Offering the Day

I came across this beautiful Salesian prayer by St. Francis de Sales that I had forgotten. It seems like a perfect way to begin this day - and indeed, any day:

"My God. I offer you this day.
I offer you now,
all that good that I shall do
and I promise to accept,
for love of you,
all the difficulty that I shall meet.
Help me to conduct myself
during this day
in a manner pleasing to you.
Amen."

Let me add these beautiful quotes I found on cards I purchased when I did my spontaneous trip down to Charlottesville this week. They too, are perfect reminders, offerings, and blessings, for every day:

"Let us be grateful for those
who give us happiness;
They are the charming gardeners
who make our souls bloom."
~ Marcel Proust

"Kind hearts are the gardens.
Kind thoughts are the roots.
Kind words are the flowers.
Kind deeds are the fruits.
Take care of your garden
And keep out the weeds,
Fill it with sunshine,
Kind words and kind deeds."
~ Henry Wadsworth Longfellow

"It's a simple procedure to calculate
the number of seeds in an apple.
But who among us can ever say
how many apples are in a seed?"
~ Dr. Wayne W. Dyer

And so, as the inside of the card containing this last quote urges:

"The seeds of greatness are within you.
Each one ready to grow in
countless and wonderful ways."

I add these final thoughts as you embark on your day, or perhaps end it. It does not matter. The invitation is there to begin tomorrow differently:

Today, and every day,
offer your day to God.
Give thanks for everything given
and received, even the challenges--
for they too, have their hidden blessings.

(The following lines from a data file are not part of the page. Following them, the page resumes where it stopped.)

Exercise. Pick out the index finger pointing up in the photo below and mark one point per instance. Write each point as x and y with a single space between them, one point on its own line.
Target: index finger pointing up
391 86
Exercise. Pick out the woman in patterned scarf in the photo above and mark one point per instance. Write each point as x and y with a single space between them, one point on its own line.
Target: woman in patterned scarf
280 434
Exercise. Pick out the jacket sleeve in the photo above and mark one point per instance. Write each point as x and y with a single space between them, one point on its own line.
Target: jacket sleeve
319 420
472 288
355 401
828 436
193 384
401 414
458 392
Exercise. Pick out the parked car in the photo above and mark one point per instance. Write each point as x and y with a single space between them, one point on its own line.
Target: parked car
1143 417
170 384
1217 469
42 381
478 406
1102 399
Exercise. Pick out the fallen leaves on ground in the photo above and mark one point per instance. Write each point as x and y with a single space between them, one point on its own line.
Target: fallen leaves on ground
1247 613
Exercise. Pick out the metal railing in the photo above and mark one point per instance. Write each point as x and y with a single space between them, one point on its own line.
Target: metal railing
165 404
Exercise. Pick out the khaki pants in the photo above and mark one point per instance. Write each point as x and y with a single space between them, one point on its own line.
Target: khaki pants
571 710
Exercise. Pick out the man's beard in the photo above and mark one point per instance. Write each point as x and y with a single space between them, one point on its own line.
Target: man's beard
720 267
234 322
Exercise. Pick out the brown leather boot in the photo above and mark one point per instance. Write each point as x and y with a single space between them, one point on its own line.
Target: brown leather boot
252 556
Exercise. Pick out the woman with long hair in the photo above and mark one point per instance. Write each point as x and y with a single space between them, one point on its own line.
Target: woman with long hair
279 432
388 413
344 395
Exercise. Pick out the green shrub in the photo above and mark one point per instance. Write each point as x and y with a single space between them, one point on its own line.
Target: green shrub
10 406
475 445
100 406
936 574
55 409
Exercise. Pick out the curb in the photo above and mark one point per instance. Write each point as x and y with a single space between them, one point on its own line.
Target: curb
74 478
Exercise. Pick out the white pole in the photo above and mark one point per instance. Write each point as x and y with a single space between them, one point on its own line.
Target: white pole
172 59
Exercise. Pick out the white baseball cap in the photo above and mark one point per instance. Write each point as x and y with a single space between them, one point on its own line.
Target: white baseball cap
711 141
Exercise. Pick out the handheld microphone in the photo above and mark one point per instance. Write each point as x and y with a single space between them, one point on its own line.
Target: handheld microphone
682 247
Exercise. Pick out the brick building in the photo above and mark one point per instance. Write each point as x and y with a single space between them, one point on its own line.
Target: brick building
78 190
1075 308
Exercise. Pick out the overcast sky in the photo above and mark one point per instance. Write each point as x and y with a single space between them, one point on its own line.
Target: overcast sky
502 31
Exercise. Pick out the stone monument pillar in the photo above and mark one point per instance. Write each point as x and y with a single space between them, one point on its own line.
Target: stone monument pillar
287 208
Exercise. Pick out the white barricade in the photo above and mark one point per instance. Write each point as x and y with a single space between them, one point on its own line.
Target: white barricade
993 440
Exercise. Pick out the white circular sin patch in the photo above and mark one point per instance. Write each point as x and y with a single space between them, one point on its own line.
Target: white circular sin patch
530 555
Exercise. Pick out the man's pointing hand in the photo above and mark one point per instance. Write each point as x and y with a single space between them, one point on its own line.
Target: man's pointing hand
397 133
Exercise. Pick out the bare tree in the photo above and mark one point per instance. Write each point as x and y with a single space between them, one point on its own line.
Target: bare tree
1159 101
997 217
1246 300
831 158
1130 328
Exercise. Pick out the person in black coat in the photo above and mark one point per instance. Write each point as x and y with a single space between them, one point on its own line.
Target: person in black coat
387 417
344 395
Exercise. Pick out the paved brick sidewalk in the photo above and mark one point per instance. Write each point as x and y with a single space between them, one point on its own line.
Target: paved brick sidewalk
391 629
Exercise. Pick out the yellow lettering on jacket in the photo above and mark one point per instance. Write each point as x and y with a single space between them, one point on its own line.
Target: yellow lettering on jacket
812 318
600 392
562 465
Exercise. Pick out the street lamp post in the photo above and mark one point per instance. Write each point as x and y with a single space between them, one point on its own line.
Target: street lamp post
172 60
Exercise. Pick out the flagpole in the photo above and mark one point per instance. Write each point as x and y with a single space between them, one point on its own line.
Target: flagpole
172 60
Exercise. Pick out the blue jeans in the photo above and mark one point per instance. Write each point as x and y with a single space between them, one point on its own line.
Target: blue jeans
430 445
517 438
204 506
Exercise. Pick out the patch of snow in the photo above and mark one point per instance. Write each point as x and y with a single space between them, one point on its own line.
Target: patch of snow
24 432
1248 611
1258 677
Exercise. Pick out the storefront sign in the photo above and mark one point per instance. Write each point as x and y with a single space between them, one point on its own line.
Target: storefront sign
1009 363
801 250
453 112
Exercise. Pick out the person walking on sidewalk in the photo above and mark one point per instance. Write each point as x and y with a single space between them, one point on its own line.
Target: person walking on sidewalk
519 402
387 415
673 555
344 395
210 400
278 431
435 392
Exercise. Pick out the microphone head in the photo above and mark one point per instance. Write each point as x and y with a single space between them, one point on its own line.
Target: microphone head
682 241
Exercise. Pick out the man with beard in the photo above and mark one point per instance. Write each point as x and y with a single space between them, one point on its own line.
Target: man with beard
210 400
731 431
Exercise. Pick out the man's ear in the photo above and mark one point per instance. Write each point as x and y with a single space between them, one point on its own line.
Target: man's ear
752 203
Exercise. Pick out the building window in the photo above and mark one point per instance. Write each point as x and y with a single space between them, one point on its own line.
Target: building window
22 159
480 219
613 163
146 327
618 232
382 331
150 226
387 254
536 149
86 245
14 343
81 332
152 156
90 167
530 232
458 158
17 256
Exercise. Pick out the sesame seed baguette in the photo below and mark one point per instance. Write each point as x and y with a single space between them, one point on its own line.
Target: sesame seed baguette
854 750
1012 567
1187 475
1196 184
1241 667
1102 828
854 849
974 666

Give thanks for all the souls
that have come into your own
and have helped you become more fully
all that you are meant to be.

Tend the garden of your life.
Sow it with good deeds
and water it with constant repetition.
Become all that you are meant to be--
nothing more
and nothing less,
than an irrepeatable and unique manifestation
of the Presence of God to others.

And as a dear soul friend of mine is so fond of say, "Be well!" For as Julian of Norwich still reminds us today, echoing from the 14th century - "All shall be well, and all manner of things shall be well!"